PA0SE wrote:
But when I am busy in my shack doing other jobs I often leave the receiver
on with a wide IF-filter selected, no audiofilter and such high volume
that the headphones function as speaker. I have noted several times that
I could detect a weak signal this way. After putting on the headphones and
switching on the 30Hz audio filter it was often very difficult to read the
signal! It again goes to show that the ear-brain combination acts as
tracking bandpass filter that should not be "assisted" by too much
pre-filtering.
I have often noticed that I can read a signal better on the tiny
speaker in the lid of my IC-706 Mk1 than I can when I put on
headphones. In fact I use phones only to exclude external noise,
not to improve readability.
Another phenomenon is that a signal will be more readable right on
the edge of a filter passband, even slighly down the slope, than in
the middle. Is this perhaps because noise very close to the signal
is the main problem with the 'filter between the ears' and at least
one sideband is attenuated using this method? Is there a clue to
DSP designers here in that it isn't the signal that should be
peaked, but the noise either side that should be notched?

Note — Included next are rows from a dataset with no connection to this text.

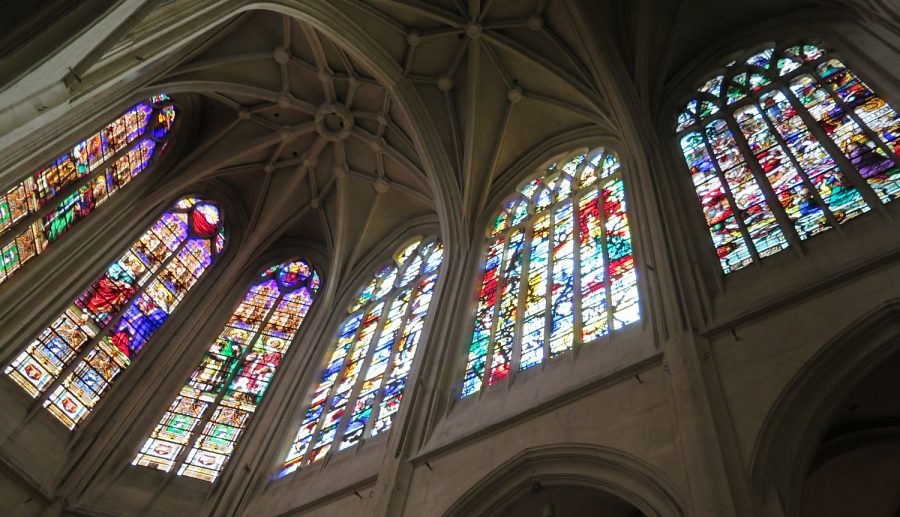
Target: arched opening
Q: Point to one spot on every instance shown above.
(856, 467)
(832, 443)
(566, 500)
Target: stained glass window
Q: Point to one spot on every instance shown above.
(559, 269)
(81, 352)
(362, 383)
(37, 211)
(227, 386)
(783, 145)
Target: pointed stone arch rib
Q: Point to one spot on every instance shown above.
(582, 465)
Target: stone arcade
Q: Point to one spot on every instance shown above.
(450, 257)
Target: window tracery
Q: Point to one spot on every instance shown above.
(361, 386)
(80, 353)
(228, 385)
(39, 210)
(559, 269)
(784, 145)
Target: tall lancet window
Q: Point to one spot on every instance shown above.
(215, 405)
(559, 270)
(37, 211)
(360, 389)
(81, 352)
(784, 144)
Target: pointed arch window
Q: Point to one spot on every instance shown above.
(361, 386)
(786, 144)
(37, 211)
(78, 356)
(215, 405)
(559, 269)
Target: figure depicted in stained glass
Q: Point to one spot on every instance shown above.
(559, 269)
(225, 389)
(80, 353)
(362, 383)
(755, 158)
(39, 210)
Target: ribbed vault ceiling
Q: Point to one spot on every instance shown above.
(317, 145)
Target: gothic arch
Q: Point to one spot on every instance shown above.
(799, 418)
(582, 465)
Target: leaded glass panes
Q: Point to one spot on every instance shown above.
(362, 384)
(217, 402)
(81, 352)
(559, 269)
(37, 211)
(793, 145)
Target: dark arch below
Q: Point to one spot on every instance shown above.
(574, 465)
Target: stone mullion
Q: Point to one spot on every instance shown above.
(16, 228)
(392, 296)
(841, 161)
(745, 232)
(548, 275)
(877, 140)
(331, 390)
(803, 175)
(578, 318)
(207, 416)
(93, 342)
(516, 346)
(334, 386)
(787, 226)
(604, 249)
(495, 323)
(407, 316)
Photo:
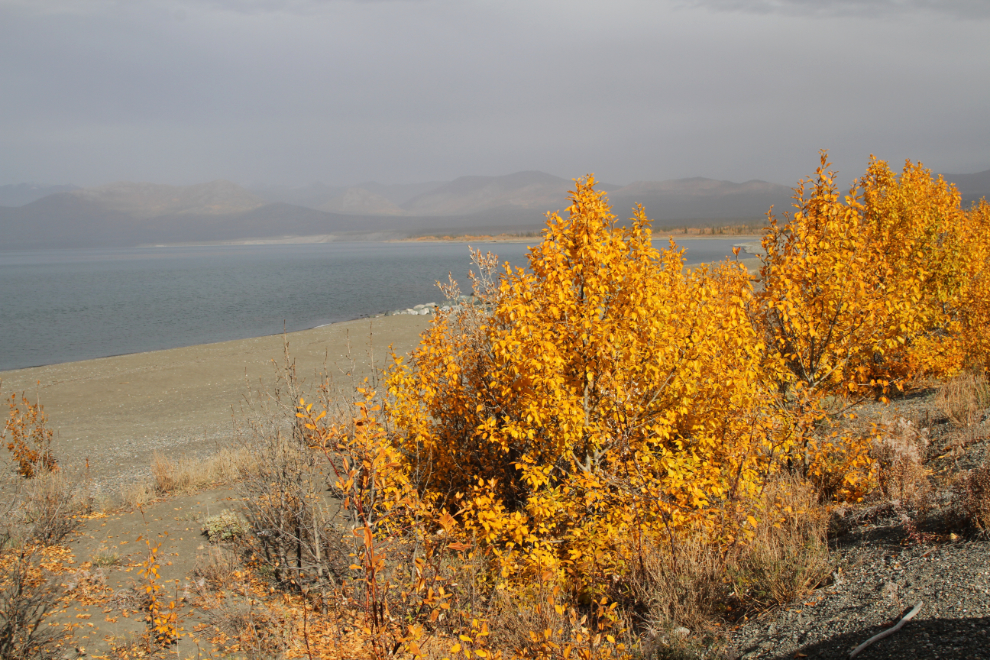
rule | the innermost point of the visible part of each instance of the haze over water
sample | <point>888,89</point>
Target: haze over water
<point>69,305</point>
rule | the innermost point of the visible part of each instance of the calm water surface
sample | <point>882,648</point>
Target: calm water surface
<point>68,305</point>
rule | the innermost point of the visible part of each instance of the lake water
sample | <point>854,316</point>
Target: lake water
<point>67,305</point>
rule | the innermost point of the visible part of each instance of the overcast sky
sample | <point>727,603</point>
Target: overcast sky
<point>401,91</point>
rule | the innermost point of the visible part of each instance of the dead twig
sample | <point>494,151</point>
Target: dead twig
<point>888,631</point>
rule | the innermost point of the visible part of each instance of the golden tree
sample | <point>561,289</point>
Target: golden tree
<point>608,396</point>
<point>861,294</point>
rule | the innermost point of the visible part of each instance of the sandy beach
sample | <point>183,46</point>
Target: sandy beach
<point>115,411</point>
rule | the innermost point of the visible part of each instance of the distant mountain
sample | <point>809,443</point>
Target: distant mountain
<point>318,195</point>
<point>474,194</point>
<point>359,201</point>
<point>698,198</point>
<point>148,200</point>
<point>128,214</point>
<point>400,193</point>
<point>311,196</point>
<point>971,186</point>
<point>25,193</point>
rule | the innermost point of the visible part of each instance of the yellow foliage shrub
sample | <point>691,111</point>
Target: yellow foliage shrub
<point>609,393</point>
<point>862,294</point>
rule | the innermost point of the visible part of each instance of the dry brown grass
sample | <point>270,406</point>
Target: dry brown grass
<point>976,496</point>
<point>228,465</point>
<point>683,585</point>
<point>964,398</point>
<point>788,555</point>
<point>48,507</point>
<point>900,451</point>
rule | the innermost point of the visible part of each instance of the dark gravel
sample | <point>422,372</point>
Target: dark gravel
<point>886,565</point>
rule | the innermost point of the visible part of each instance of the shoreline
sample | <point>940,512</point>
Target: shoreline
<point>112,413</point>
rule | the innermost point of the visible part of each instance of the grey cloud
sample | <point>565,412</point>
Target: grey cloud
<point>414,90</point>
<point>962,9</point>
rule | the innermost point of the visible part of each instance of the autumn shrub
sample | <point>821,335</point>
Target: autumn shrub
<point>27,596</point>
<point>964,398</point>
<point>976,496</point>
<point>975,298</point>
<point>28,437</point>
<point>863,294</point>
<point>607,393</point>
<point>49,508</point>
<point>788,556</point>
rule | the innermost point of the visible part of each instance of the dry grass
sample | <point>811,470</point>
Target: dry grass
<point>900,451</point>
<point>681,585</point>
<point>226,466</point>
<point>49,506</point>
<point>25,600</point>
<point>251,629</point>
<point>964,398</point>
<point>137,495</point>
<point>976,496</point>
<point>788,556</point>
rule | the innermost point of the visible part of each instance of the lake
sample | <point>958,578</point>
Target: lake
<point>68,305</point>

Dick will no doubt also be familar with the old technique of turning
headphones up so loud that the diaphragm rattled with the Morse
code.
Totally off-topic but still with loud headphones, my father told me
that in the early days of radio only a few sets could drive a
loudspeaker and it would difficult to dance to music with phones on
(I'll pause here whilst you make a mental picture of that)!
So it was common practice to put the phones in a washing up bowl
(enamelled metal in the days before plastic) and this enahanced
the volume like the cone on a wind-up gramphone. Hi-fi it wasn't.